31.3.06

ABSORPTU

Penso em ti, às vezes.
Revejo-te em qualquer lado no vazio do nada quando absorto em coisa nenhuma.
Pensa em mim, às vezes.
Revê-me nas entranhas de um passado presente que outrora nos absorveu e consumiu.


Esperarei por ti, até que todos os sinos por mim dobrem.

24.3.06

PRIMEIRAMENTE

Acordo sem o contorno do teu rosto na minha almofada, sem o teu peito liso e claro como um dia de vento, e começo a erguer a madrugada apenas com as duas mãos que me deixaste, hesitante nos gestos, porque os meus olhos partiram nos teus.
E é assim que a noite chega, e dentro dela te procuro, encostado ao teu nome, pelas ruas álgidas onde tu não passas, a solidão aberta nos dedos como um cravo.
Meu amor, amor de uma breve madrugada de bandeiras, arranco a tua boca da minha e desfolho-a lentamente, até que outra boca – e sempre a tua boca – comece de novo a nascer na minha boca.
Que posso eu fazer senão escutar o coração inseguro dos pássaros, encostar a face ao rosto lunar dos bêbados e perguntar o que aconteceu.

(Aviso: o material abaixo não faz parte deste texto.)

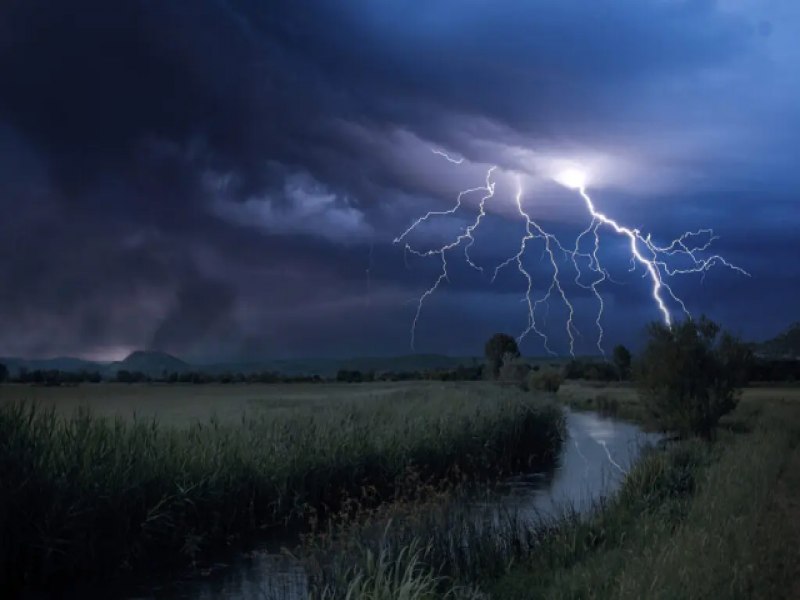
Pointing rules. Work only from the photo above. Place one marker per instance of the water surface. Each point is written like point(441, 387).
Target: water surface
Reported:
point(593, 461)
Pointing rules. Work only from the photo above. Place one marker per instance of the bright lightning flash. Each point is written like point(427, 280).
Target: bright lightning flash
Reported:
point(654, 259)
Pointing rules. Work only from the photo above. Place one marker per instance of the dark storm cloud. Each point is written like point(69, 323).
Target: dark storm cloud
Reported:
point(208, 176)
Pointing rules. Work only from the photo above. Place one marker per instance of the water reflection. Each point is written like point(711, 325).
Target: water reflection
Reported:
point(592, 463)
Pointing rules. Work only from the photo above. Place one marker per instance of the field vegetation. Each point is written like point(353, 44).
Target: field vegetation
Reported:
point(85, 494)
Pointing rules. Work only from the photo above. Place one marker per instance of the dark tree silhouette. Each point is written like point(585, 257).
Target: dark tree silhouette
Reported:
point(496, 349)
point(690, 375)
point(622, 360)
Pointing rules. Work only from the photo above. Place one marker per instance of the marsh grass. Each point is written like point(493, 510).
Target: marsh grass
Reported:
point(692, 519)
point(500, 552)
point(84, 495)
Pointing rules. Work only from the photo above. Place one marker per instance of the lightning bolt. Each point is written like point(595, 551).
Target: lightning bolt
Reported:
point(488, 189)
point(610, 458)
point(657, 261)
point(655, 264)
point(447, 157)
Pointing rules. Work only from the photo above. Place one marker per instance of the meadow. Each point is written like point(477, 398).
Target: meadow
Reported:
point(369, 473)
point(693, 519)
point(102, 478)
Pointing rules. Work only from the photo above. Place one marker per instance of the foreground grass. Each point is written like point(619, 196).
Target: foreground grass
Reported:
point(87, 495)
point(696, 520)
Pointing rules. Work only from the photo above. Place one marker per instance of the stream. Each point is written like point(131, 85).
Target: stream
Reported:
point(594, 459)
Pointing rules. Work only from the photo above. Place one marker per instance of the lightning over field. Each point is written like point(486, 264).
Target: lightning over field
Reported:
point(658, 263)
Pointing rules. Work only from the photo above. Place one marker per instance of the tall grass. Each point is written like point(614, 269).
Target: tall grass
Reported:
point(87, 495)
point(505, 555)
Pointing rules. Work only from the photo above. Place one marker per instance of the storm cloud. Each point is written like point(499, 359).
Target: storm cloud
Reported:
point(224, 179)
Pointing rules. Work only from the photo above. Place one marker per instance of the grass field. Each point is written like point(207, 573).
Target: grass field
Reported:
point(184, 404)
point(82, 493)
point(694, 520)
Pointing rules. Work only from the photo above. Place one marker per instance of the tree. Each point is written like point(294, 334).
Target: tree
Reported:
point(622, 360)
point(690, 375)
point(496, 349)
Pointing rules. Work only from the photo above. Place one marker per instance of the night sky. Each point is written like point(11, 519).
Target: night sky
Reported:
point(224, 180)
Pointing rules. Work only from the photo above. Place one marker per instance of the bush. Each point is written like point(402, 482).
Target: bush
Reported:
point(547, 380)
point(514, 370)
point(689, 375)
point(496, 349)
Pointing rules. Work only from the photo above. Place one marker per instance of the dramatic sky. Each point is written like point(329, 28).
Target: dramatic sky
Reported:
point(224, 179)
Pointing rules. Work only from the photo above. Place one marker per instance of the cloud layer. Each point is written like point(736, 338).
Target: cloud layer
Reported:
point(224, 179)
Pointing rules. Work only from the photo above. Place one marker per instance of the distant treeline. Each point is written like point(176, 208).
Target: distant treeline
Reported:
point(54, 377)
point(760, 370)
point(474, 373)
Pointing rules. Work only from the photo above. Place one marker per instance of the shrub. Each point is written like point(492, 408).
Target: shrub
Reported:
point(689, 375)
point(496, 349)
point(514, 370)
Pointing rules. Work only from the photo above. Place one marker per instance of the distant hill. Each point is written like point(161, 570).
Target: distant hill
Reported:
point(784, 345)
point(155, 363)
point(149, 363)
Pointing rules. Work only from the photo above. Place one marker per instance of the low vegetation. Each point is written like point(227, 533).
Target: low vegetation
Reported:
point(87, 495)
point(690, 375)
point(692, 520)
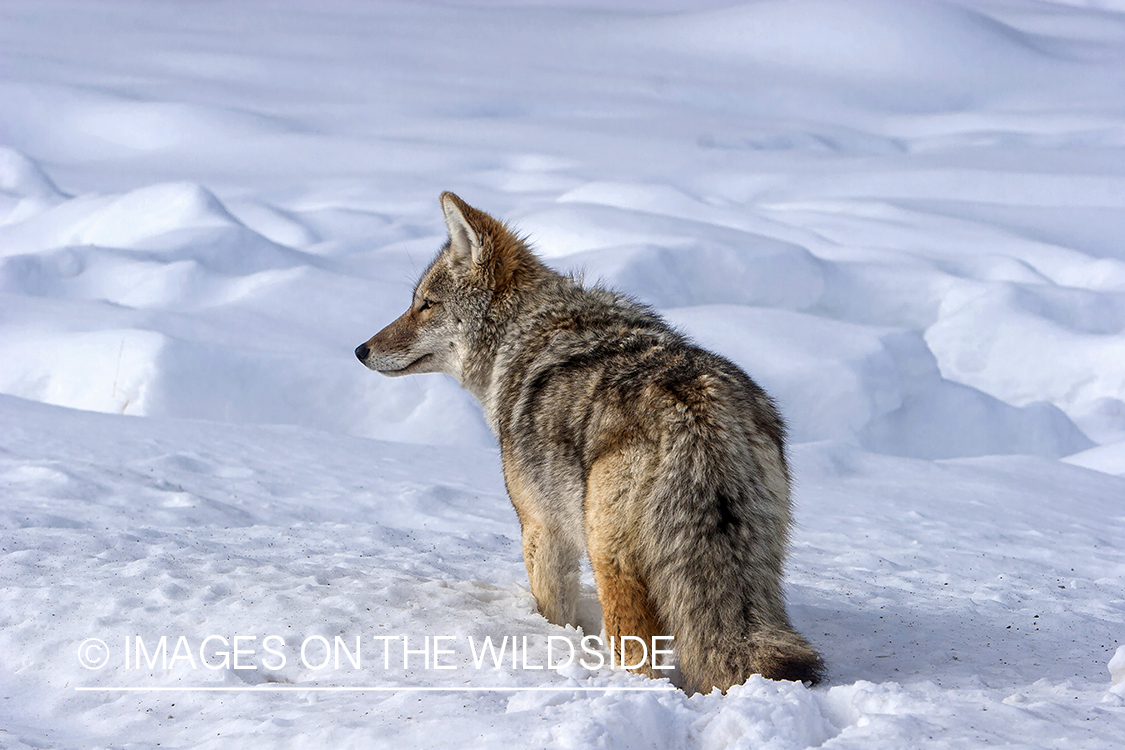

(Eugénio de Andrade, in “As Palavras Interditas”)

17.3.06

KLEITORIS

No meio do teu corpo saboreio pausadamente a protuberância carnuda e eréctil. Gemidos tímidos, provocatórios, guturais, soam a sinfonias divinas…
O tempo parou! Absorvo, em êxtase, o néctar que jorra impetuosamente.

Mitiguei a minha (nossa) sede.

10.3.06

FINE

O conceito de rumo é utópico. Na presunçosa suposição hipotética de idealizar um fundamento incerto, consome-se a morte existindo. O marasmo abjecto desta moléstia contagiante gasta-se na ilusão de uma alegria triste, corroída pelo passar implacável da ilusória exuberância de um tempo que foi.

Na tumba, agora sem retorno, jazz um corpo decomposto em vida.

2.3.06

MARE

O mar, antes superfície espelhada de contradições, deixou de reflectir o céu, a lua, o sol… a tua face. Desfeito em mil quartzos hialinos e incolores, num festim orgíaco sem sentido, descubro, apenas e só, “coisas” disformes que outrora reflectiam um todo.
O céu, a lua, o sol… teimam, maquinalmente, a aparecer, julgando preencher uma face que já não existe, existindo.

Da lembrança de um semblante, reinvento um mar espelhado de (in) certezas.